22. From the aforesaid it is graphically clear that an Insurance Company is not protected under the 1999 Act. Once it is held that Defendant No. 1, the New India Assurance Company, the original tenant, is not protected, the question would be whether a subtenant can be protected under the Act. In the case of Bhatia Co-operative Housing Society Ltd. (supra), it has been clearly laid down that Section 4(1) of the 1947 Act applies to premises and not to parties or their relationship. Section 3 uses the term 'premises'. The provision commences with the non-obstante clause that the Act does not apply to any premises belonging to the Government or a local authority. Sub-Section 3(1)(b) makes it clear that the Act does not apply to any bank, public sector undertaking or certain other categories of tenants.
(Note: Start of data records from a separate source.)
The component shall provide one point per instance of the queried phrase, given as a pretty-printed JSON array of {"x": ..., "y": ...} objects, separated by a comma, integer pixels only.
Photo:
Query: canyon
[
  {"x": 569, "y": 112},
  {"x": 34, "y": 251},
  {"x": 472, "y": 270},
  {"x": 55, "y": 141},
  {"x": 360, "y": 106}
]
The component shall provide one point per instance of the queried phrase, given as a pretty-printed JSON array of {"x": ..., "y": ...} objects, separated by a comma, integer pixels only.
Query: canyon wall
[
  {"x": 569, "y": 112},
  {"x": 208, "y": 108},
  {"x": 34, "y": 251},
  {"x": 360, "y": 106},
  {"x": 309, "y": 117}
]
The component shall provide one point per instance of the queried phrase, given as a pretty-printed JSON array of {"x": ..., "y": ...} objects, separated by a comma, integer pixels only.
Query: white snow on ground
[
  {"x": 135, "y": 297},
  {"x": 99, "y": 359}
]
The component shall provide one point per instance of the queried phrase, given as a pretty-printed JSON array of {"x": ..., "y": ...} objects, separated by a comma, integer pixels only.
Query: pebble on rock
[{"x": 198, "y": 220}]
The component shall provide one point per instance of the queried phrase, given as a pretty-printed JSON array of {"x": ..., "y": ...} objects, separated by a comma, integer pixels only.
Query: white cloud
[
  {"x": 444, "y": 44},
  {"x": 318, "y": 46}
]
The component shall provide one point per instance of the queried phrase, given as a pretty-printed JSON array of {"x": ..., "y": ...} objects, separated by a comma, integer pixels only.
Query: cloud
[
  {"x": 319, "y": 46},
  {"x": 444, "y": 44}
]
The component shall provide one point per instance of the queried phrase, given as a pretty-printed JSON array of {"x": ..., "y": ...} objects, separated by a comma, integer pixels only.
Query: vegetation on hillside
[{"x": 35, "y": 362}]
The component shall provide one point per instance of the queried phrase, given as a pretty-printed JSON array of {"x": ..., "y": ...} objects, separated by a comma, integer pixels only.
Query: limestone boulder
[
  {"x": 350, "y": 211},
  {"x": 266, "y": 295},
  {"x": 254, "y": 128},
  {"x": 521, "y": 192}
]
The Insurance Company is covered under Section 3(1)(b). Thus, as a logical corollary, the Act does not apply to the premises held by the Insurance Company who is a tenant.

23. The learned Single Judge has allowed protection to the Government Department on the foundation that it has become a tenant. We are disposed to think that the analysis is fundamentally erroneous. When the Act does not cover the tenant, namely, the Insurance Company as basically the exemption applies only to premises and not to any relationship, the subtenant who becomes a deemed tenant cannot enjoy a better protection or privilege by ostracizing the concept of premises which is the spine of the provision.

24. In the ultimate analysis, we are obliged to allow the appeals, set aside the order passed by the High Court and restore that of the Appellate Court and, accordingly, it is so directed. The parties shall bear their respective costs.